Implementasi nilai-nilai ini tampak dari interaksi ramah para petugas pelayanan, ruang tunggu yang tertata rapi, serta kebersihan lingkungan yang terjaga. Tidak hanya berfokus pada kelancaran administratif, Pengadilan Agama Pematangsiantar juga aktif membina etos kerja pegawai agar selalu siap melayani dengan sepenuh hati dan menjunjung tinggi etika profesi.
Ketua Pengadilan Agama Pematangsiantar, Ibu Sri Hartati, S.H.I., M.H., menegaskan pentingnya seluruh aparatur peradilan memberikan pelayanan terbaik. Pelaksanaan 5S dan 5R bukan hanya formalitas, tetapi bentuk nyata komitmen kita melayani masyarakat pencari keadilan,” ujar beliau dalam sebuah arahan internal.
Komentar datang dari pengacara yang kerap beracara di sana: “Lingkungannya bersih, stafnya komunikatif, dan suasananya membuat klien saya merasa nyaman, Setiap saya datang ke sini, petugasnya menyambut dengan senyum dan tidak segan membantu menjelaskan prosesnya. Rasanya seperti tidak berada di instansi pemerintahan”.

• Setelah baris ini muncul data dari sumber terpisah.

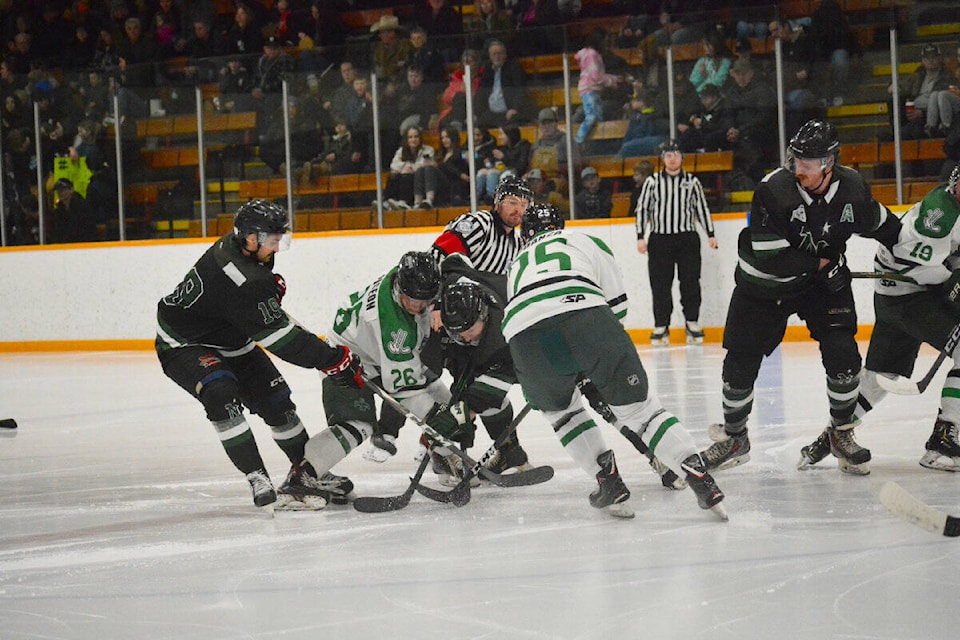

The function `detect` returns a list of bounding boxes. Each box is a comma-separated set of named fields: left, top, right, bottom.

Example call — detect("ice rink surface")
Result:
left=0, top=344, right=960, bottom=640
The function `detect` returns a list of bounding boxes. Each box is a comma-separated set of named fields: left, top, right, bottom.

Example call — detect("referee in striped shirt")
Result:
left=635, top=140, right=717, bottom=345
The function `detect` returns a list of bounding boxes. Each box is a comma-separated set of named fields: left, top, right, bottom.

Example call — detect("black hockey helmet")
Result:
left=786, top=119, right=840, bottom=171
left=493, top=175, right=534, bottom=209
left=440, top=278, right=490, bottom=344
left=520, top=203, right=565, bottom=241
left=233, top=200, right=290, bottom=248
left=947, top=162, right=960, bottom=200
left=394, top=251, right=440, bottom=300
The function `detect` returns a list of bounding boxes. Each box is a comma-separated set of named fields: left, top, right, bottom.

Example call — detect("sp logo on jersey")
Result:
left=387, top=329, right=411, bottom=356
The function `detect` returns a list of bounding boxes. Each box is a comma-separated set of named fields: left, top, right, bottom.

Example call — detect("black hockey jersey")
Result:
left=736, top=165, right=900, bottom=298
left=156, top=232, right=339, bottom=368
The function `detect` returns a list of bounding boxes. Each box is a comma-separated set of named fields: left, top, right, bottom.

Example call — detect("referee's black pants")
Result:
left=647, top=231, right=700, bottom=327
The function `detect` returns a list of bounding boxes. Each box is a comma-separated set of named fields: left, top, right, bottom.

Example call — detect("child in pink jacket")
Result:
left=573, top=29, right=620, bottom=144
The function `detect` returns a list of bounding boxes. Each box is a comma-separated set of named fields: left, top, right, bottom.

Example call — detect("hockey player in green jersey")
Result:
left=800, top=166, right=960, bottom=471
left=703, top=120, right=900, bottom=474
left=156, top=200, right=362, bottom=507
left=279, top=251, right=473, bottom=509
left=503, top=205, right=726, bottom=519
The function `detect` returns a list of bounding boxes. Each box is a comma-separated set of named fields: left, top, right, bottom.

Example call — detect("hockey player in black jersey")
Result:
left=156, top=200, right=362, bottom=507
left=703, top=120, right=900, bottom=474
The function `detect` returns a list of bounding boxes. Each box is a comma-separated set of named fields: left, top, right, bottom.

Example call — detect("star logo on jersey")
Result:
left=923, top=209, right=944, bottom=234
left=840, top=202, right=853, bottom=224
left=387, top=329, right=411, bottom=356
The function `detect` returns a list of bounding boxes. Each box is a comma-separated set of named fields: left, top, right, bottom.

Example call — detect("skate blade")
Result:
left=920, top=451, right=960, bottom=472
left=837, top=458, right=870, bottom=476
left=603, top=501, right=636, bottom=519
left=710, top=453, right=750, bottom=471
left=710, top=502, right=730, bottom=522
left=274, top=493, right=327, bottom=511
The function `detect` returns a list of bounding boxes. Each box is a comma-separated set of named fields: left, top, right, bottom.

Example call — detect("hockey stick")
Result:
left=880, top=482, right=960, bottom=538
left=353, top=362, right=473, bottom=513
left=850, top=271, right=917, bottom=284
left=877, top=324, right=960, bottom=396
left=417, top=403, right=554, bottom=507
left=364, top=379, right=553, bottom=487
left=353, top=454, right=432, bottom=513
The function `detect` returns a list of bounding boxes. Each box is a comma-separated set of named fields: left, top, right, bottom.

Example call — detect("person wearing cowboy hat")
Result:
left=370, top=15, right=410, bottom=85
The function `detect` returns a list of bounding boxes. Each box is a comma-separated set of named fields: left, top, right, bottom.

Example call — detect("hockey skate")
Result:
left=827, top=422, right=870, bottom=476
left=647, top=456, right=687, bottom=490
left=363, top=434, right=397, bottom=463
left=700, top=424, right=750, bottom=471
left=277, top=460, right=354, bottom=511
left=920, top=418, right=960, bottom=471
left=797, top=431, right=830, bottom=469
left=483, top=438, right=530, bottom=474
left=680, top=453, right=729, bottom=522
left=590, top=450, right=633, bottom=518
left=685, top=320, right=703, bottom=344
left=650, top=327, right=670, bottom=347
left=247, top=469, right=277, bottom=510
left=430, top=447, right=480, bottom=487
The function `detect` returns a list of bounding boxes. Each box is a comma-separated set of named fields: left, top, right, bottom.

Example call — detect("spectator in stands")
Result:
left=0, top=93, right=33, bottom=132
left=438, top=49, right=485, bottom=129
left=574, top=167, right=613, bottom=218
left=413, top=127, right=470, bottom=209
left=924, top=43, right=960, bottom=138
left=514, top=0, right=563, bottom=55
left=213, top=53, right=254, bottom=113
left=490, top=126, right=531, bottom=178
left=221, top=2, right=263, bottom=56
left=887, top=44, right=951, bottom=140
left=396, top=66, right=437, bottom=130
left=413, top=0, right=463, bottom=41
left=50, top=178, right=97, bottom=243
left=618, top=89, right=670, bottom=158
left=627, top=160, right=653, bottom=215
left=473, top=127, right=503, bottom=203
left=677, top=84, right=733, bottom=153
left=383, top=127, right=434, bottom=209
left=183, top=20, right=221, bottom=84
left=407, top=27, right=447, bottom=84
left=117, top=18, right=160, bottom=117
left=770, top=20, right=822, bottom=131
left=250, top=36, right=294, bottom=132
left=726, top=60, right=777, bottom=190
left=810, top=0, right=860, bottom=107
left=319, top=116, right=367, bottom=174
left=573, top=29, right=624, bottom=145
left=464, top=0, right=516, bottom=49
left=530, top=108, right=568, bottom=193
left=323, top=60, right=357, bottom=120
left=61, top=24, right=97, bottom=70
left=477, top=40, right=532, bottom=128
left=690, top=31, right=731, bottom=92
left=370, top=16, right=410, bottom=85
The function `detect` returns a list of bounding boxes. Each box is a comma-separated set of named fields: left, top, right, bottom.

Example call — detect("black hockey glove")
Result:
left=817, top=253, right=853, bottom=293
left=424, top=400, right=477, bottom=440
left=320, top=345, right=363, bottom=389
left=940, top=270, right=960, bottom=309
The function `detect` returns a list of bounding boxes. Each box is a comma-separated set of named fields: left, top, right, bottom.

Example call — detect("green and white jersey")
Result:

Fokus pada pelayanan berbasis nilai-nilai budaya kerja ini turut menciptakan citra positif bagi lembaga peradilan agama. Tak jarang, para pengunjung merekomendasikan pengalaman mereka kepada kerabat yang bantuan hukum, membuktikan bahwa kepercayaan publik terhadap institusi ini terus meningkat.
Dengan terus mempertahankan dan menyempurnakan pelayanan berbasis 5S dan 5R, Pengadilan Agama Pematangsiantar menjadi contoh bahwa pengayoman terhadap masyarakat tidak hanya melalui putusan hukum, tetapi juga dari cara melayani dengan hati.